Memorial laid by 'last Tommy' Harry Patch stolen
A memorial stone laid by Britain's last survivor of the World War One trenches, Harry Patch, has been stolen from a plinth in Belgium.
Mr Patch, who died in 2009 aged 111, was the last surviving British soldier to have fought in the conflict, and was present at the unveiling in 2008.
RAF Air Cadets visiting the 6ft (1.8m) memorial found it missing on Tuesday.
Police in Belgium said officers were investigating the theft of the plaque.
Chief Commissioner Georges Aeck, from Ypres Police, said: "We have been informed of the theft of the plaque on the 12 of July. We have started an investigation but so far without any results."
The Commonwealth War Graves Commission said it was aware the stone was no longer in place.
Peter Francis, from the commission, said if it had been stolen the person who had taken it "should be deeply ashamed of themselves".
"It beggars belief that someone would take a memorial to a man who typified the service and sacrifice of millions of young men during the First World War," he said.
Despite an appeal for information and a police investigation, the memorial's whereabouts and condition is unknown.
A crowdfunding appeal to replace the stone, which went missing on 11 July, reached its target of 1,500 euros in less than five hours.
Simon Louagie, education officer at nearby Peace Village which houses an estimated 25,000 guests who visit the battlefields every year, met Mr Patch when he was 16.

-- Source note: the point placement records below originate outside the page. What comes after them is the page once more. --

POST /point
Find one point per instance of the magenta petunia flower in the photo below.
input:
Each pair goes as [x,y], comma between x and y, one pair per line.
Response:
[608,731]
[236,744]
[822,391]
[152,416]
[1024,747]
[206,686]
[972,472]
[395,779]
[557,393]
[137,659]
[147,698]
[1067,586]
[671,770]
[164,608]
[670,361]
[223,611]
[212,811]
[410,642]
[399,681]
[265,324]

"Harry made a very big impression on me which got me involved in this job," he said.
"He would be very sad and shocked to know it had gone but equally very happy it was being replaced as a memorial to his comrades so quickly."
Mr Louagie said a local stonemason would be commissioned to make a replacement.
Nick Tolson, chairman of the 914 (Glastonbury and Street) Squadron, said Mr Patch, from Combe Down, near Bath, would have been "absolutely gutted" at the news.
His wife Alison, who is officer-in-charge of the Squadron, had gone out with 10 to 12 cadets to visit the Langemarck area and planned to clean the memorial.
But when they arrived on Tuesday there was a sign next to it appealing for information.
"Alison promised Harry face-to-face that she would look after the memorial," Mr Tolson said.
He added: "It marked the point where he crossed the Steenbeek brook in 1917 where three men were killed and Harry was injured before the attack on Langemarck.
"The stone was paid for by Harry and he organised it. Harry would be absolutely gutted, he was such a peaceful gentleman."
Langemarck is the site of one of only four German cemeteries in the western Flanders region of Belgium with more than 44,000 soldiers buried there.
The village is about six miles (10km) north of Ypres where hundreds of thousands of soldiers lost their lives in World War One.